Hizbullah Milletvekili İzzeddin, bu cinayetlerin Netanyahu’nun Amerikan Kongresi’nde konuşmasından ve ABD’deki karar vericilerin ve yasama organlarının ona alkış tutmasından sonra gerçekleştiğine dikkat çekti. Bu durumun Netanyahu’yu gururlandırdığını, işlediği ve işleyeceği tüm cinayetler için tam bir koruma sağladığını düşündürdüğünü ifade eden İzzeddin, düşmanın bu nedenle Beyrut’un güney banliyösüne, Irak’a ve İslam Cumhuriyeti’ne saldırıda bulunduğunu söyledi.

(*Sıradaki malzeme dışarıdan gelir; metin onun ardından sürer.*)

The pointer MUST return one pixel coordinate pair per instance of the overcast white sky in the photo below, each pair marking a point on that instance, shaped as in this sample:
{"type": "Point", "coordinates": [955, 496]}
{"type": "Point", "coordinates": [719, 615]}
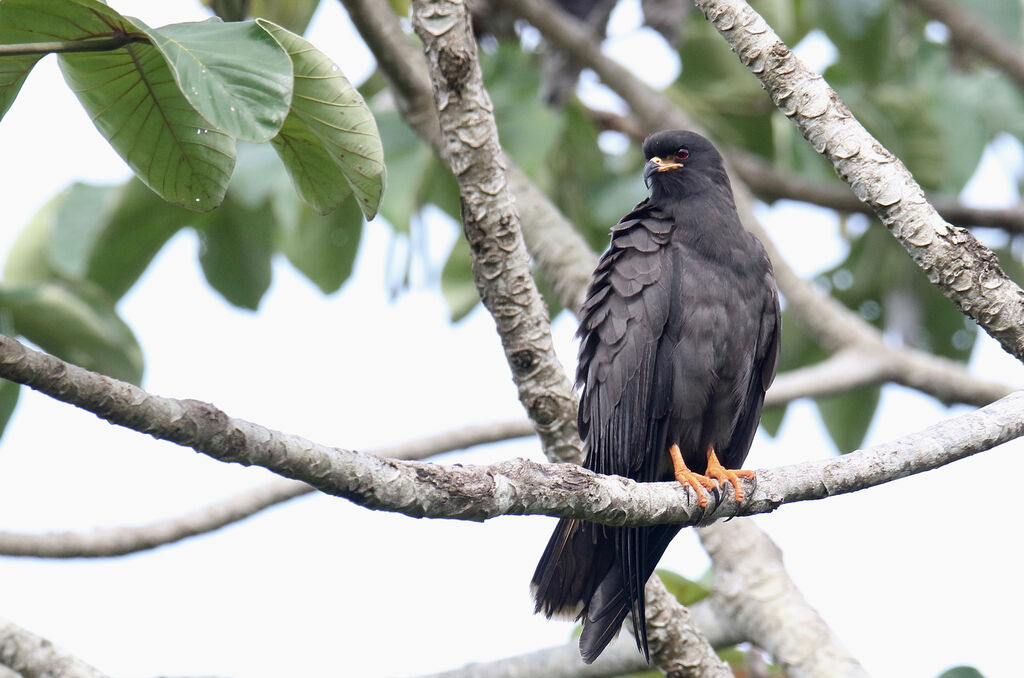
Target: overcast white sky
{"type": "Point", "coordinates": [323, 588]}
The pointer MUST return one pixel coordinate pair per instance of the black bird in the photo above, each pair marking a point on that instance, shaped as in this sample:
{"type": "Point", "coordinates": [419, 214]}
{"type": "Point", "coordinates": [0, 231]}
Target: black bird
{"type": "Point", "coordinates": [679, 341]}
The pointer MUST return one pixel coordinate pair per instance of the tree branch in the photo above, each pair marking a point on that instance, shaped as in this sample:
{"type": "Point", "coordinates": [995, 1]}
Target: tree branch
{"type": "Point", "coordinates": [108, 44]}
{"type": "Point", "coordinates": [34, 657]}
{"type": "Point", "coordinates": [770, 183]}
{"type": "Point", "coordinates": [978, 36]}
{"type": "Point", "coordinates": [506, 285]}
{"type": "Point", "coordinates": [780, 619]}
{"type": "Point", "coordinates": [122, 541]}
{"type": "Point", "coordinates": [835, 326]}
{"type": "Point", "coordinates": [562, 256]}
{"type": "Point", "coordinates": [510, 488]}
{"type": "Point", "coordinates": [963, 268]}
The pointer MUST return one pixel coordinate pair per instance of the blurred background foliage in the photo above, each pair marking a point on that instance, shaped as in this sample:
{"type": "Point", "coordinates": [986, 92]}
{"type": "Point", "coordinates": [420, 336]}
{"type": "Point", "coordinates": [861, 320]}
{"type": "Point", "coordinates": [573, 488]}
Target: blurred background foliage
{"type": "Point", "coordinates": [928, 99]}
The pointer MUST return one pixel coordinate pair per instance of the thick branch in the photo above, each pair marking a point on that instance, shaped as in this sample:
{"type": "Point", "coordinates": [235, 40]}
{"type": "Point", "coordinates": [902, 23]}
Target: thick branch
{"type": "Point", "coordinates": [780, 619]}
{"type": "Point", "coordinates": [771, 183]}
{"type": "Point", "coordinates": [501, 265]}
{"type": "Point", "coordinates": [561, 255]}
{"type": "Point", "coordinates": [978, 36]}
{"type": "Point", "coordinates": [502, 273]}
{"type": "Point", "coordinates": [34, 657]}
{"type": "Point", "coordinates": [121, 541]}
{"type": "Point", "coordinates": [511, 488]}
{"type": "Point", "coordinates": [963, 268]}
{"type": "Point", "coordinates": [834, 325]}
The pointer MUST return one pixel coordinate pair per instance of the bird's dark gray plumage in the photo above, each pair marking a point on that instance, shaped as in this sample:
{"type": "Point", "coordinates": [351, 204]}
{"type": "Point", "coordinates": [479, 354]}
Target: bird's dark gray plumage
{"type": "Point", "coordinates": [679, 341]}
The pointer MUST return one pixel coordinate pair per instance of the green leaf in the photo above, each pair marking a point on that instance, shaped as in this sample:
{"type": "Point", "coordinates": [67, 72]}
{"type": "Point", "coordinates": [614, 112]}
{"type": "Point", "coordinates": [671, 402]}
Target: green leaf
{"type": "Point", "coordinates": [9, 393]}
{"type": "Point", "coordinates": [324, 248]}
{"type": "Point", "coordinates": [29, 258]}
{"type": "Point", "coordinates": [414, 167]}
{"type": "Point", "coordinates": [13, 71]}
{"type": "Point", "coordinates": [138, 224]}
{"type": "Point", "coordinates": [848, 416]}
{"type": "Point", "coordinates": [686, 591]}
{"type": "Point", "coordinates": [328, 108]}
{"type": "Point", "coordinates": [527, 127]}
{"type": "Point", "coordinates": [961, 672]}
{"type": "Point", "coordinates": [236, 248]}
{"type": "Point", "coordinates": [76, 324]}
{"type": "Point", "coordinates": [137, 107]}
{"type": "Point", "coordinates": [1001, 15]}
{"type": "Point", "coordinates": [79, 220]}
{"type": "Point", "coordinates": [133, 99]}
{"type": "Point", "coordinates": [457, 282]}
{"type": "Point", "coordinates": [293, 14]}
{"type": "Point", "coordinates": [235, 75]}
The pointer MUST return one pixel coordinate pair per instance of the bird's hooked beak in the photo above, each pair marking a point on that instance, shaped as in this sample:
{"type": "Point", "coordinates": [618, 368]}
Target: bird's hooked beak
{"type": "Point", "coordinates": [655, 164]}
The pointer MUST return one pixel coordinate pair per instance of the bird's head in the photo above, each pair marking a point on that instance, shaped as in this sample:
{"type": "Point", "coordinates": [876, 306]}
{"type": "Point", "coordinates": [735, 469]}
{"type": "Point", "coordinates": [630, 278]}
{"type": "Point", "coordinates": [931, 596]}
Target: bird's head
{"type": "Point", "coordinates": [679, 157]}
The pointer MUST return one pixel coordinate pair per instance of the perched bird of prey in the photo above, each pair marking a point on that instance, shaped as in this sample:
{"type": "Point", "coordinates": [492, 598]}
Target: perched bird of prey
{"type": "Point", "coordinates": [679, 341]}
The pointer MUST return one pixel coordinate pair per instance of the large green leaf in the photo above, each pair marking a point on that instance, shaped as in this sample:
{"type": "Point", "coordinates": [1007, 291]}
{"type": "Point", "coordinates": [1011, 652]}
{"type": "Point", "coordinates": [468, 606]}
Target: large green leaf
{"type": "Point", "coordinates": [328, 108]}
{"type": "Point", "coordinates": [137, 225]}
{"type": "Point", "coordinates": [237, 245]}
{"type": "Point", "coordinates": [29, 259]}
{"type": "Point", "coordinates": [76, 324]}
{"type": "Point", "coordinates": [235, 75]}
{"type": "Point", "coordinates": [79, 220]}
{"type": "Point", "coordinates": [324, 248]}
{"type": "Point", "coordinates": [135, 103]}
{"type": "Point", "coordinates": [411, 163]}
{"type": "Point", "coordinates": [13, 71]}
{"type": "Point", "coordinates": [132, 98]}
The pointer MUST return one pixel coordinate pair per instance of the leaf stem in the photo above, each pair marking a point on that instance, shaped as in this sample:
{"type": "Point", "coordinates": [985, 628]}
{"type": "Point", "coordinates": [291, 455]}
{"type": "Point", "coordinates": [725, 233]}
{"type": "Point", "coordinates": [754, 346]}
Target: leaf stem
{"type": "Point", "coordinates": [111, 43]}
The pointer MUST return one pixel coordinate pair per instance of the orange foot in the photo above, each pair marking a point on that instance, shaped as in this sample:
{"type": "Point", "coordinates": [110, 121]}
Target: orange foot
{"type": "Point", "coordinates": [688, 478]}
{"type": "Point", "coordinates": [723, 475]}
{"type": "Point", "coordinates": [715, 472]}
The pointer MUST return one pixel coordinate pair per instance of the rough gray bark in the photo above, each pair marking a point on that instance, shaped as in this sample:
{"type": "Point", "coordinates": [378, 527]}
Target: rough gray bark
{"type": "Point", "coordinates": [34, 657]}
{"type": "Point", "coordinates": [516, 486]}
{"type": "Point", "coordinates": [964, 269]}
{"type": "Point", "coordinates": [833, 325]}
{"type": "Point", "coordinates": [502, 273]}
{"type": "Point", "coordinates": [501, 265]}
{"type": "Point", "coordinates": [560, 254]}
{"type": "Point", "coordinates": [802, 644]}
{"type": "Point", "coordinates": [111, 542]}
{"type": "Point", "coordinates": [771, 183]}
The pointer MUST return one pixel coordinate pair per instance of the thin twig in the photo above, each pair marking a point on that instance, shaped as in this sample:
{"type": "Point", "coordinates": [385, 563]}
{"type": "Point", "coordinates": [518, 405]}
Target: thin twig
{"type": "Point", "coordinates": [116, 41]}
{"type": "Point", "coordinates": [35, 657]}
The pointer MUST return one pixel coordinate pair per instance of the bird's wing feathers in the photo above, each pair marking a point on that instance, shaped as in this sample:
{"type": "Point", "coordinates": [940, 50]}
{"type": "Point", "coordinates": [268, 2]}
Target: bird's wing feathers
{"type": "Point", "coordinates": [622, 321]}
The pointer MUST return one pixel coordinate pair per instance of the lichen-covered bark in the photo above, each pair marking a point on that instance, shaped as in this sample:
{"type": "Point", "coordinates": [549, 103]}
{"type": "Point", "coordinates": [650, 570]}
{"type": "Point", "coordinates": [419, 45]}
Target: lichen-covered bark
{"type": "Point", "coordinates": [964, 269]}
{"type": "Point", "coordinates": [510, 488]}
{"type": "Point", "coordinates": [799, 640]}
{"type": "Point", "coordinates": [501, 265]}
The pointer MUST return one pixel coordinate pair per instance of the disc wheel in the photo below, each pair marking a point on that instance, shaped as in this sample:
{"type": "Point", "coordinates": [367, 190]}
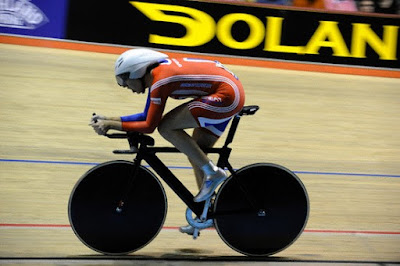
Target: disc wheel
{"type": "Point", "coordinates": [99, 223]}
{"type": "Point", "coordinates": [261, 210]}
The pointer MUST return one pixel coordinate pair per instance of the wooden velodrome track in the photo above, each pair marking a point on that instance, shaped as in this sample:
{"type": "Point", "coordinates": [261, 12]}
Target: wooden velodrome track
{"type": "Point", "coordinates": [339, 133]}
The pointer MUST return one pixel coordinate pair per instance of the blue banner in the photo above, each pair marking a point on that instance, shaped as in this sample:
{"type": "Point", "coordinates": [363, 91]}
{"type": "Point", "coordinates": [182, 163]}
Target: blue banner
{"type": "Point", "coordinates": [44, 18]}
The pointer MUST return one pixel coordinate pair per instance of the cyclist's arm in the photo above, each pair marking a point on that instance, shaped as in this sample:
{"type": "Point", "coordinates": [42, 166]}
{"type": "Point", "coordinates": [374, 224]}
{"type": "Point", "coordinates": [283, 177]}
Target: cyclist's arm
{"type": "Point", "coordinates": [153, 118]}
{"type": "Point", "coordinates": [137, 117]}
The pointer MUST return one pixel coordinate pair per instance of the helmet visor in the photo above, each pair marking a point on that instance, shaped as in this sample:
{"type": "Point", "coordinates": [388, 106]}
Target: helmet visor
{"type": "Point", "coordinates": [121, 79]}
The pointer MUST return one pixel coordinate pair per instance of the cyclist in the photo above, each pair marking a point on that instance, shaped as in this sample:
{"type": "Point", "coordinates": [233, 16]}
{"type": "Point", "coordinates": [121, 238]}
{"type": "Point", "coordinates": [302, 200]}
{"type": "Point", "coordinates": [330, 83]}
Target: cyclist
{"type": "Point", "coordinates": [218, 96]}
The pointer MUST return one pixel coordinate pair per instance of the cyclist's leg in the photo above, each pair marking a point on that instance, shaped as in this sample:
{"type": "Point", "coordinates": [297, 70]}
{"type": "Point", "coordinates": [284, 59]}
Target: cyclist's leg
{"type": "Point", "coordinates": [172, 128]}
{"type": "Point", "coordinates": [205, 140]}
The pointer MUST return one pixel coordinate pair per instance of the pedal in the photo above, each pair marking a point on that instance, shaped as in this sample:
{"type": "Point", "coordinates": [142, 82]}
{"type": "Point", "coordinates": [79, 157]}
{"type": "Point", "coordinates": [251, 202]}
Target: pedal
{"type": "Point", "coordinates": [196, 233]}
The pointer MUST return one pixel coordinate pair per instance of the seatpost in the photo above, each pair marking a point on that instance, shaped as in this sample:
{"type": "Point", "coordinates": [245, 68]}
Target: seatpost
{"type": "Point", "coordinates": [232, 130]}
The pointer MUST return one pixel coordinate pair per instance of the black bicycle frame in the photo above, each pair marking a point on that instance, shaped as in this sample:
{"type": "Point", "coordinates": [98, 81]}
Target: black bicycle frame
{"type": "Point", "coordinates": [147, 153]}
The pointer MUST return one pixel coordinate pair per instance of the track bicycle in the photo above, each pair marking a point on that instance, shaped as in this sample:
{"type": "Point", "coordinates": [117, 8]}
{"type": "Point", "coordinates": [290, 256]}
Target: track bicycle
{"type": "Point", "coordinates": [118, 207]}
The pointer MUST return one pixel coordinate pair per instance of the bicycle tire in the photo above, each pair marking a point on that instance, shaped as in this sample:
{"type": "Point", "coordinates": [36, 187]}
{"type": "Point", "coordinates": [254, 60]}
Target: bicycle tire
{"type": "Point", "coordinates": [263, 215]}
{"type": "Point", "coordinates": [92, 208]}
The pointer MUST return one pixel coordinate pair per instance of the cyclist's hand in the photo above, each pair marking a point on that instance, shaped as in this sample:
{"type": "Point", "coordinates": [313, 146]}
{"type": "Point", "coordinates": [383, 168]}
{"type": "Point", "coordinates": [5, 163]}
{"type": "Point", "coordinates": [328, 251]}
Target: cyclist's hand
{"type": "Point", "coordinates": [100, 127]}
{"type": "Point", "coordinates": [97, 117]}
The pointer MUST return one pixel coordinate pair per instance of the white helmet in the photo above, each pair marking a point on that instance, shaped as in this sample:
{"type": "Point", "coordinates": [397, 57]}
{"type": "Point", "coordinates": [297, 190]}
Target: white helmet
{"type": "Point", "coordinates": [136, 61]}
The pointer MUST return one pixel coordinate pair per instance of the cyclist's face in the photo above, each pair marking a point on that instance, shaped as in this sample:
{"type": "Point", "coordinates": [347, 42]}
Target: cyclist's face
{"type": "Point", "coordinates": [135, 85]}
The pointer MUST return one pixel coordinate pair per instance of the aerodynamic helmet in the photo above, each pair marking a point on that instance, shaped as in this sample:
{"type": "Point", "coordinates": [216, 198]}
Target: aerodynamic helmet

İzzeddin sözlerini şöyle sürdürdü: “Bu nedenle, bugün gerçek iki büyük eksenle karşı karşıyayız. Biri, direniş ekseni olarak adlandırılan ve direniş ülkeleri, direniş güçleri, siyasi ve halk hareketlerini içeren eksen, diğeri ise kötülük, saldırganlık, egemenlik, bu ümmeti ve bölgeyi kontrol etme, kaynaklarını ve zenginliklerini talan etmek isteyen şer eksenidir. Bu eksen, Amerikan, Batılı, siyonist ve Arap eksenidir. Çünkü bazıları bu ekseni desteklediğini ve özellikle İran konsolosluğuna yapılan saldırıdan sonra İsrail’i hedef alan önceki İran saldırısına fiilen ve saha düzeyinde katıldığını ilan etti. Bugün de İran’ın kaçınılmaz olarak gelecek olan herhangi bir yanıt girişiminde aynı şeyi tekrarlayacaklar.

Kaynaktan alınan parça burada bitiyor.